Trying to understand carbon pricing is overwhelming – the more you learn, the more questions you have. So after some light internet research, my head’s swimming with questions both profound and inane: If Australia only contributes 1.5% of the global emissions, how will our actions make a difference? Why, apart from looking after the grandkids, do we feel such loyalty to our species? What would a world affected by runaway climate change actually be like? What’s trade-exposed mean? How many zeros in a billion?
As an inner-Melbourne leftie, I’m thoroughly versed in the pro–carbon price arguments, but light on detail. I could tell you, for example, that it’s not really a carbon tax; it’s a price on carbon that will become a trading scheme in 2015. On the other hand, I couldn’t begin to explain to you how a trading scheme works differently from a tax, or which is better. There’s another reason for avoiding the word tax, too. People don’t like the word because it makes them think they’ll have to make personal sacrifices.
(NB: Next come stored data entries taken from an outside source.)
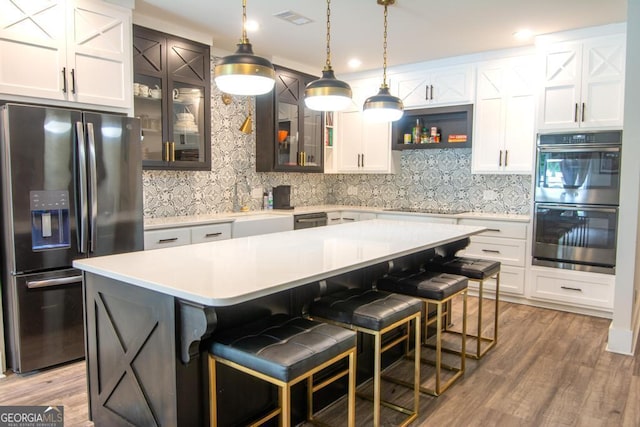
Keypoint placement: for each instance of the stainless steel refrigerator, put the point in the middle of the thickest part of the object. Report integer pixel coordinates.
(71, 188)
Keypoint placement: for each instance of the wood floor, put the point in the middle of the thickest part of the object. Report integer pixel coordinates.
(549, 368)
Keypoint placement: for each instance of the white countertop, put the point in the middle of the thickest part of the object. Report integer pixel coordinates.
(192, 220)
(232, 271)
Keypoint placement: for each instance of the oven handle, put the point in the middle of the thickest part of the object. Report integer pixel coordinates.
(574, 148)
(35, 284)
(591, 208)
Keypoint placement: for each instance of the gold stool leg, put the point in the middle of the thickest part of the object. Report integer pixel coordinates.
(377, 362)
(213, 395)
(285, 404)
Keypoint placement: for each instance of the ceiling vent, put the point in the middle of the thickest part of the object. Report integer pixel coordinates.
(293, 17)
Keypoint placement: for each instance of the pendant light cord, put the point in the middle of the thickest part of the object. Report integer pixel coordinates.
(384, 50)
(328, 63)
(244, 39)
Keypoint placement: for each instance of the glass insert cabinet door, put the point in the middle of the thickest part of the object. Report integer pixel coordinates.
(172, 100)
(288, 134)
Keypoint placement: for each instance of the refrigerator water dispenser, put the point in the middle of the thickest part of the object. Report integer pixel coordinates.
(50, 220)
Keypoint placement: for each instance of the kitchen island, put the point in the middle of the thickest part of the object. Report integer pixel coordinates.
(148, 313)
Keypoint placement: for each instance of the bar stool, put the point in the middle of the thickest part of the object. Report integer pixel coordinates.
(283, 351)
(433, 289)
(375, 313)
(477, 270)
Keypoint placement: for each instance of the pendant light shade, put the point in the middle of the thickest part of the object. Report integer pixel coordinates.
(383, 107)
(328, 93)
(244, 73)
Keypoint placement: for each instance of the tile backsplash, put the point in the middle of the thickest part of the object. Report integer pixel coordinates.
(434, 178)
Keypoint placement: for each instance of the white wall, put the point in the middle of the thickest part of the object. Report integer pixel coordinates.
(624, 326)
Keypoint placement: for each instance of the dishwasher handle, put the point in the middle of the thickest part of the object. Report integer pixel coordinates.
(48, 283)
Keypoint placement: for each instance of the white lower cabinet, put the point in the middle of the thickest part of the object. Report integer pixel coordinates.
(210, 233)
(178, 236)
(503, 241)
(576, 288)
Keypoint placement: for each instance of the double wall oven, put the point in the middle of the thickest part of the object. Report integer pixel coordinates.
(576, 200)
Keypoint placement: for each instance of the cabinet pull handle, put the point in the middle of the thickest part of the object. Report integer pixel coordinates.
(73, 80)
(64, 79)
(491, 251)
(165, 152)
(169, 240)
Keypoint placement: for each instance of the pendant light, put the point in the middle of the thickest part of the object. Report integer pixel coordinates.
(328, 93)
(247, 125)
(244, 73)
(383, 107)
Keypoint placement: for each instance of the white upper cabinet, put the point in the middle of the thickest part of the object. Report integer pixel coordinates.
(504, 125)
(438, 86)
(361, 146)
(66, 50)
(583, 84)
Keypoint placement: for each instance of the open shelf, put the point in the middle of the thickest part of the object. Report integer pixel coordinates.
(453, 120)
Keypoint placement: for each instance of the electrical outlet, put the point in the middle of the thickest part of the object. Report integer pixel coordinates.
(489, 195)
(256, 193)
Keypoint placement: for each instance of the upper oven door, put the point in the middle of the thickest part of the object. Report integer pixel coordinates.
(583, 235)
(578, 174)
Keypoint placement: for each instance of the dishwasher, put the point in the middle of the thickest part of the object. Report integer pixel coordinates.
(316, 219)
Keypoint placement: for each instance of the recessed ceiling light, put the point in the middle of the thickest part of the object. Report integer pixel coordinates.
(252, 26)
(354, 63)
(293, 17)
(524, 34)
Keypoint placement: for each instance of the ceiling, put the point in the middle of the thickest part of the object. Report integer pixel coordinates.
(418, 30)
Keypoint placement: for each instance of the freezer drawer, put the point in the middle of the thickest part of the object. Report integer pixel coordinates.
(48, 325)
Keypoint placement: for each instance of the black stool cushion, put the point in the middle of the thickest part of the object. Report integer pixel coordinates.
(282, 347)
(366, 308)
(427, 284)
(479, 269)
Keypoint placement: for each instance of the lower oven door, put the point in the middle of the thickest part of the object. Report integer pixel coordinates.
(576, 237)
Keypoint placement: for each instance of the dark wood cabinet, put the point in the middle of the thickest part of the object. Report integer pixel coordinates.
(453, 125)
(288, 134)
(172, 98)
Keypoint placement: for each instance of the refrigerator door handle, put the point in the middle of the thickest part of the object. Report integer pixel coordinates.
(82, 188)
(93, 187)
(35, 284)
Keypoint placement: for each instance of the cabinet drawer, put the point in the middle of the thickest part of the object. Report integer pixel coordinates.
(165, 238)
(580, 290)
(210, 233)
(513, 230)
(511, 281)
(507, 251)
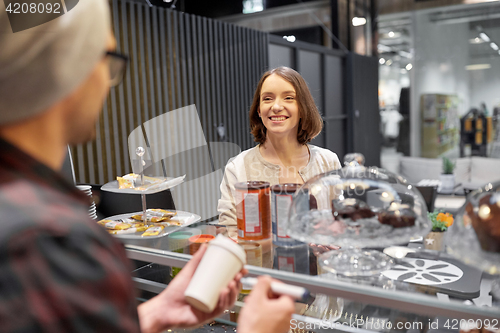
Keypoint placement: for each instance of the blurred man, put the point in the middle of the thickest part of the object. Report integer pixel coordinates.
(59, 271)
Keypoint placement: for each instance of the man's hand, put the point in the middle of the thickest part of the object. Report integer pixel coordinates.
(170, 310)
(264, 312)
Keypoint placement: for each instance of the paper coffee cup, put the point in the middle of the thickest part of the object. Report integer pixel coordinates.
(222, 261)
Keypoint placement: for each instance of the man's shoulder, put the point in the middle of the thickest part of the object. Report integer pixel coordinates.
(29, 207)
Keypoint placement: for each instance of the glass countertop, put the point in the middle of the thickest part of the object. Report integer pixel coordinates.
(419, 288)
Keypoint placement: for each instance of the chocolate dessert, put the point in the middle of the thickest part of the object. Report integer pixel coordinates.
(353, 209)
(398, 216)
(486, 221)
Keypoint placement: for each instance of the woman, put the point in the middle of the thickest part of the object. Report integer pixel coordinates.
(283, 120)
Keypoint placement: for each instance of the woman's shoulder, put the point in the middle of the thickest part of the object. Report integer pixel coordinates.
(324, 154)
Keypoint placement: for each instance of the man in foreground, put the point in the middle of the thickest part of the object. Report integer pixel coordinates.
(59, 271)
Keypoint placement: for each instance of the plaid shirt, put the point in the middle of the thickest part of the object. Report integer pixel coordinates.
(59, 270)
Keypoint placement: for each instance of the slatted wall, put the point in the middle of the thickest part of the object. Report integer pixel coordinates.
(176, 60)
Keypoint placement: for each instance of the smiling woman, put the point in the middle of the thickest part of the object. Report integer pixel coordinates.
(283, 120)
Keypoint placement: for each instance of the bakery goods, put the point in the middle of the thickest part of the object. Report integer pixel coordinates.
(486, 221)
(398, 216)
(350, 208)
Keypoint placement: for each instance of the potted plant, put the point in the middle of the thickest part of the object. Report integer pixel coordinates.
(447, 177)
(440, 223)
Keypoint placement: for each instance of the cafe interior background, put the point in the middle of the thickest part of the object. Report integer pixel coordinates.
(404, 82)
(392, 79)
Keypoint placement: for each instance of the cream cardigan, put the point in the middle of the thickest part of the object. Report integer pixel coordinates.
(249, 165)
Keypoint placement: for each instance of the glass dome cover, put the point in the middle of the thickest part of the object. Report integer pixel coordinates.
(357, 206)
(474, 237)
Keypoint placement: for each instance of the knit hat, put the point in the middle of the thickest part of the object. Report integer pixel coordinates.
(42, 65)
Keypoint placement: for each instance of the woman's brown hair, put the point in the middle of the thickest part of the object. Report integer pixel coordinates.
(310, 124)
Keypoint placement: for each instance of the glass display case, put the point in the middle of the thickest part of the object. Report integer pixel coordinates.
(424, 290)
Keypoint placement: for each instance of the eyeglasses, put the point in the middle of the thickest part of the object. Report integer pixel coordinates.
(117, 65)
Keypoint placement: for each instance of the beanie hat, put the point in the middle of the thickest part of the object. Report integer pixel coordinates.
(40, 66)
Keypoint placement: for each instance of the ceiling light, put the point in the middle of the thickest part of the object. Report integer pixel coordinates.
(477, 67)
(357, 21)
(484, 36)
(476, 40)
(384, 48)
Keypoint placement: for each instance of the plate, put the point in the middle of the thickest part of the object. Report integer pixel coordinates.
(168, 183)
(188, 218)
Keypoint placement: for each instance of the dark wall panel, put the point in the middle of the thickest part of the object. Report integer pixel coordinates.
(281, 56)
(176, 60)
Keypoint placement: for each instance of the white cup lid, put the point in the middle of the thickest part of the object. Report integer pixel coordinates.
(231, 246)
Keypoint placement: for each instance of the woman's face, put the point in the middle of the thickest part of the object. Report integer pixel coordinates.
(278, 107)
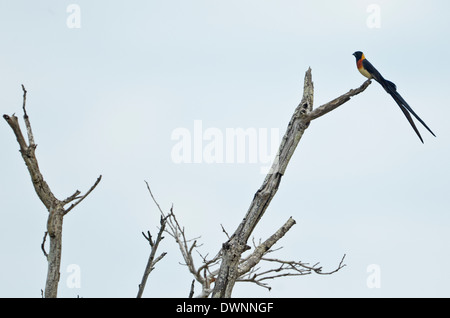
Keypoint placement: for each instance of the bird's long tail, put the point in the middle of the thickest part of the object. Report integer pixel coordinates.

In reality, compensation and tax cuts mean that most people don’t lose out at all, many come out on top, and people who can afford it (like me) still don’t pay much. In some respects, this aspect of the scheme is something that irks me a bit too, because it reinforces a ‘have your cake and eat it too’ attitude, whereas I suspect that one day we’ll have to actually curtail our consumption.
How does this scheme differ from the ETS proposed in 2007? The consensus seems to be it’s better, but not by much. Yet the Greens and environment groups have almost unanimously been uncritically supportive of the scheme: no doubt it was a choice between that and nothing. Still, some question whether this scheme, with its exemptions and compensation for polluters and the omission of petrol, is so weak as to be completely ineffective.
Even if the scheme does work, Australia can’t stop climate change by itself – we’re only responsible for 1.5% of global emissions. But it’s hoped that we will inspire the biggest polluters – China, India, and the US, to adopt similar policies. At first glance, this seems overly optimistic – since when did a country like China care what we did? Yet some policy leaders in China and India say that they are paying attention. And what else can we do? If we are to resolve what Garnaut calls the ‘prisoners dilemma’, where each country waits for others to bear the cost of climate change mitigation, countries will need to cooperate and share the responsibility, and someone needs to start.
To an extent, other countries already have. China, for example, has made huge investments in renewable energy and concrete commitments to decouple carbon emissions from economic growth, and has developed a plan to cap total energy use by 2015. The European Union, one of the few places with an emissions trading scheme, will next year impose a 15% tax on Qantas simply because Australia doesn’t have a carbon tax. So the pro-carbon tax people argue that if we don’t adopt a tax, we will be left behind or face penalties.
The current resistance toward a carbon tax is partly explained by the difficulty of actually imagining a climate-change affected future radically different from the status quo. It is an invisible, complicated, slightly uncertain threat, and the carbon price is a difficult-to-understand answer to that question which doesn’t convince, particularly given people’s lack of faith in the government. It doesn’t help that politicians and lobby groups on both sides distort the issues, sometimes by necessary simplification but often deliberately, to serve their own interests.
So basically, if you’re looking for a climate change guru, don’t follow me. To an extent, my support for the carbon price is an act of faith, based on a judgement that supporters – the Greens, most economists, most scientists, environmentalists – are more likely to share my values, and thus represent my interests, than opposers – Tony Abbott, a few economists, and even fewer scientists. More fundamentally, I hate the idea that humans are so intellectually myopic and have such a narrow conception of self-interest that we’ll risk the world simply because we’re waiting for someone else to pay.